Enters Virtualization
A virtual machine (VM) is a software implementation of a machine (i.e. a server) that executes programs like a physical machine. System virtual machines (sometimes called hardware virtual machines) allow the sharing of the underlying physical machine resources between different virtual machines, each running its own operating system. The software layer providing the virtualization is called a virtual machine monitor or hypervisor. A hypervisor can run on bare hardware (Type 1 or native VM) or on top of an operating system (Type 2 or hosted VM). This is similar to that deployed early on with mainframes. So why the renewed interest?
Several factors led to a resurgence in the use of virtualization technology among UNIX and Linux server vendors:
- Expanding hardware capabilities, allowing more simultaneous work to be done per machine
- Efforts to control costs and simplify management through consolidation of servers (reduced cap-ex)
- The need to control large multiprocessor and cluster installations (e.g. in server farms and render farms)
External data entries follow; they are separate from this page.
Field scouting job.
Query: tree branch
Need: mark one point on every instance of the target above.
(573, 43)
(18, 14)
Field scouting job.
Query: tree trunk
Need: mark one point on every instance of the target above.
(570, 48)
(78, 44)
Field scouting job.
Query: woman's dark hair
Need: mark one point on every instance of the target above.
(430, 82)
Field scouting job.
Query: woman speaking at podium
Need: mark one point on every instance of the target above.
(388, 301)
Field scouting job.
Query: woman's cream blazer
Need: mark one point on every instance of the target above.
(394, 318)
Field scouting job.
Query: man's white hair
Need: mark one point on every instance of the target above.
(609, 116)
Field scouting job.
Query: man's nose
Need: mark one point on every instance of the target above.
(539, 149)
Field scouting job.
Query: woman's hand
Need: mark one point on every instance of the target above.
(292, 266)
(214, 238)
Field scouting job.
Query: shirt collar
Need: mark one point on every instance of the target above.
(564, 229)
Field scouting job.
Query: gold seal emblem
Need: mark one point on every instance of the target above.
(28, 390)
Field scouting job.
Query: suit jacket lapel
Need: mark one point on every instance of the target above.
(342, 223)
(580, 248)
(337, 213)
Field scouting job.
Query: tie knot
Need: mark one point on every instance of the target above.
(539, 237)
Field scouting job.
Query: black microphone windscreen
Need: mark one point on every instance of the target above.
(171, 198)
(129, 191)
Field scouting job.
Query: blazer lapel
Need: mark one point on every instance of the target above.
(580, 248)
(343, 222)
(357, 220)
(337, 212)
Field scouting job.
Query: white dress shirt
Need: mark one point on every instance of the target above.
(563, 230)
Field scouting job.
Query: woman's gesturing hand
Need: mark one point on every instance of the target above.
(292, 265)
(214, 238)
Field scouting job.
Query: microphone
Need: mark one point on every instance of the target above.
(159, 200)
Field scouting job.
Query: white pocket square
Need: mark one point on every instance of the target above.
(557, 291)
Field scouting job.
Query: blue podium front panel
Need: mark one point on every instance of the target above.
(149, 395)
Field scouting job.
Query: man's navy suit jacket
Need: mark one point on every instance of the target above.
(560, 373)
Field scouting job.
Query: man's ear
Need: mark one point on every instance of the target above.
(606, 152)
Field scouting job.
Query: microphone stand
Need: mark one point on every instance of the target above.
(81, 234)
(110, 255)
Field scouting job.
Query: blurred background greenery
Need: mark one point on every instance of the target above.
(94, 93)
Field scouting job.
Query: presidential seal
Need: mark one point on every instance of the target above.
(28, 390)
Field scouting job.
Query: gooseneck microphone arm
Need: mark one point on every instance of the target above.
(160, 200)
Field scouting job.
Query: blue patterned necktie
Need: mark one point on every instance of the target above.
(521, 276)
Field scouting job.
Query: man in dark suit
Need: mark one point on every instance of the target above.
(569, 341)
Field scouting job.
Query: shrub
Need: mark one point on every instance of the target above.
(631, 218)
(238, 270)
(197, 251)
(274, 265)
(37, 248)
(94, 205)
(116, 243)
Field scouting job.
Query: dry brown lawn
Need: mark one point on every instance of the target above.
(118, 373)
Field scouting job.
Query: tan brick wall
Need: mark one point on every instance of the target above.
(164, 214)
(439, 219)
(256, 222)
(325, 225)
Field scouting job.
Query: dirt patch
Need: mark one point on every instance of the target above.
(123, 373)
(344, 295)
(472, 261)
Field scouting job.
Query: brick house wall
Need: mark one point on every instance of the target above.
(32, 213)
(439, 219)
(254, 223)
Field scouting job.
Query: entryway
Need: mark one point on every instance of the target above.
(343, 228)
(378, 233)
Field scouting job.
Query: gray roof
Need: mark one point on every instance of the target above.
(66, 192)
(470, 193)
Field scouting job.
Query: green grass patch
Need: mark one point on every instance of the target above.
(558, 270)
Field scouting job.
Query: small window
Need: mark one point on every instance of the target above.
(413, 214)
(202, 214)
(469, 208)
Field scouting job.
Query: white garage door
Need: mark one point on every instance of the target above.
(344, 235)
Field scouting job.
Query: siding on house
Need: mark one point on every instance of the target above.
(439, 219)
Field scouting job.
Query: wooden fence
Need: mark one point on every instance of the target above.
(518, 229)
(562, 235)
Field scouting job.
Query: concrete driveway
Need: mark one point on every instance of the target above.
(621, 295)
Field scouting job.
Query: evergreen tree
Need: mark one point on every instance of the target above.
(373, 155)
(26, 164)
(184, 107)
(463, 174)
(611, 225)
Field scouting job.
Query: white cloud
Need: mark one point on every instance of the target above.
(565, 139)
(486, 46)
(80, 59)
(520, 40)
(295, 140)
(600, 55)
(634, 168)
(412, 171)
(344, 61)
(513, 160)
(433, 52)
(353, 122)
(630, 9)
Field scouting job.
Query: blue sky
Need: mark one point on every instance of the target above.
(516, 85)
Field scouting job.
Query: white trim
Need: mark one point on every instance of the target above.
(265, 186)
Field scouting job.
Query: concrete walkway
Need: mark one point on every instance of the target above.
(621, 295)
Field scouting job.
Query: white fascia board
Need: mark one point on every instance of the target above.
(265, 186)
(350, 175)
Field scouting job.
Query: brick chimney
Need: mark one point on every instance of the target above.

- The improved security, reliability, and device independence possible from hypervisor architectures
- The desire to run complex, OS-dependent applications in different hardware or OS environments
VMWare, which founded in 1998 and later entered into the server virtualization market in 2001 with VMware GSX Server (hosted) and VMware ESX Server (hostless), has dominated the virtualization market. Other leading platforms for virtualization include Citrix Xen, Red Hat KVM, Microsoft Hyper-V, Sun xVM Server, and Parallels, etc.
IaaS, PaaS, SaaS
Once the hardware upon which applications were built significantly came down in price, companies began pooling resources and enabling small to medium sized businesses access to compute resources on demand. These companies introduced web-accessible services referred to as “Infrastructure as a Service”, or “Platform as a Service”, or “Software as a Service” – XaaS where X = {I, P, S}…and what later became generally known as Cloud.
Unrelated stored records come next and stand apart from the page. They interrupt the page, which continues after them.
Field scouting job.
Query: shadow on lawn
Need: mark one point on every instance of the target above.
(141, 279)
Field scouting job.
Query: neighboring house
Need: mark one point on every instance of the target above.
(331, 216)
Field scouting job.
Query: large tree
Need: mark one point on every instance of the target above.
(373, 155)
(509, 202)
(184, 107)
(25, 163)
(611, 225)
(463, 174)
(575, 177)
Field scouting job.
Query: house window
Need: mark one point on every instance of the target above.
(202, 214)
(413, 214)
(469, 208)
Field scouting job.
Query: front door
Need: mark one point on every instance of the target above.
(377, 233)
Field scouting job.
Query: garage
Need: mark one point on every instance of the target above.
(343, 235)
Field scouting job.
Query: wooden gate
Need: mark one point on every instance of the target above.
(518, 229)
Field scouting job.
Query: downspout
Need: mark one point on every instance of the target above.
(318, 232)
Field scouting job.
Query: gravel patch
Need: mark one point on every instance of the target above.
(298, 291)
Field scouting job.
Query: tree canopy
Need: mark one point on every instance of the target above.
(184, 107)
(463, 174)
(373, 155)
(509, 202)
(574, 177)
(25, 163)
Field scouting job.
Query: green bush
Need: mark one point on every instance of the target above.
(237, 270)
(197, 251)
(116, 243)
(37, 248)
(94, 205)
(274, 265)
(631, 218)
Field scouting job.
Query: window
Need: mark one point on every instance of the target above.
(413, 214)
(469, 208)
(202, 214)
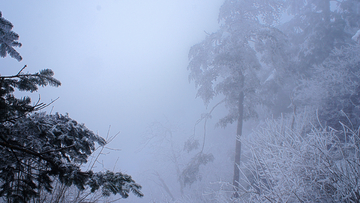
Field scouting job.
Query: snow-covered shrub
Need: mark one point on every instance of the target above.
(301, 163)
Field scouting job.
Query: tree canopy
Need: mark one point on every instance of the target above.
(37, 148)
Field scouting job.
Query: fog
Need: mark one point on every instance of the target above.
(121, 63)
(200, 101)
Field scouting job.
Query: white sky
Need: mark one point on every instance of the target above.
(121, 62)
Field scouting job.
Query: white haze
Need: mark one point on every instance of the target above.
(121, 63)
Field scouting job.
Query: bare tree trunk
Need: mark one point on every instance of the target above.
(236, 178)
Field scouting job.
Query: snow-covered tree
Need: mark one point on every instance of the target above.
(325, 58)
(37, 148)
(228, 62)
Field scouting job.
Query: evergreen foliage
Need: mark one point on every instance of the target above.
(38, 148)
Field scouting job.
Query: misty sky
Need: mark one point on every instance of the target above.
(121, 63)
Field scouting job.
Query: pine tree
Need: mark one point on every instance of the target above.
(38, 148)
(228, 62)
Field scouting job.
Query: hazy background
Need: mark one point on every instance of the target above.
(121, 63)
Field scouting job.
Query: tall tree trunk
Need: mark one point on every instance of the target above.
(236, 178)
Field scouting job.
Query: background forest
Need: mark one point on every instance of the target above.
(280, 83)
Infrastructure as a Service (IaaS) makes it very easy and affordable to provision resources such as servers, connections, storage, and related tools necessary over the Internet, allowing enterprises to build an application environment from scratch on-demand. IaaS are complex to work with but with that complexity comes a high degree of flexibility. Billing for these services is usually incremental by use and can get complex with tiered on-demand pricing. The best example of an IaaS provider is Amazon. Amazon does not offer a way to host your web applications out-of-the-box on their platform, but simply provides virtualized hardware on which you can do whatever you’d like to. This is the most basic of XaaS offerings.
Platform as a Service (PaaS) makes the deployment and scalability of your application trivial and your costs incremental and reasonably predictable – a platform on which you can deploy your applications. Example providers include Google and Microsoft. For example, Google, through it’s App Engine offer, enable you to host your websites and your data, and enable you to use some of their successful services like BigTable. Microsoft, offers a way to host your .Net applications with potential integration with some Microsoft services/applications.
The number one benefit of such a service is that for very little money, none in some cases, you can launch your application with little effort beyond having developing and and possibly some porting work if it’s an existing application. Additionally, there will be a large degree of scalability built into your PaaS choice by design. Finally, you will not need to hire a professional systems administrator more than likely as they are part of the service itself. If you are trying to keep your operations staff lean this can be a useful path to follow assuming your application will capitulate.
Software as a Service (SaaS) has been around for a while now. One of the first SaaS applications was SiteEasy, a website-in-a-box for small-businesses that launched in 1998 at Siteeasy.com. The most well-known vendors and useful examples of SaaS are GMail or Salesforce. SaaS applications differ from earlier applications delivered over the Internet (e.g. ASP) in that SaaS solutions were developed specifically to leverage web technologies such as the browser, thereby making them web-native. Also, the entire IaaS and PaaS technology layers are completely hidden from the customer. Customers of SaaS are only presented with the on-demand application and none of the IT behind it. This is the highest level of XaaS offerings.
Cloud Computing
When Amazon first offered a limited public beta of EC2 (Amazon Elastic Compute Cloud) on August 25, 2006 no one could have known how successful and transformative virtual resources over the Internet would become. So what is Cloud? It consists of IaaS, PaaS, and SaaS. It’s an umbrella term which generally is agreed to consists of the following three components:
- Scalable commodity computing, storage, and networking
- Virtualization
- Self-service applications over the Internet
The more detailed definition of Cloud computing is a style of computing in which dynamically scalable and now almost always virtualized resources are provided as a service over the Internet (Intranet or Extranet).
Cloud infrastructure (compute, storage, or networking) is about leveraging commodity hardware, and using the power of software to slice, dice and scale-out capacity and performance, while delivering a service over a network (intranet or extranet). A cloud hosting architecture is now achieved by making use of the existing virtualization and commodity clustering techniques. The provider using Cloud must also make use of a fail over or high availability (HA) system, which can guarantee dynamically scalable and reliable resources.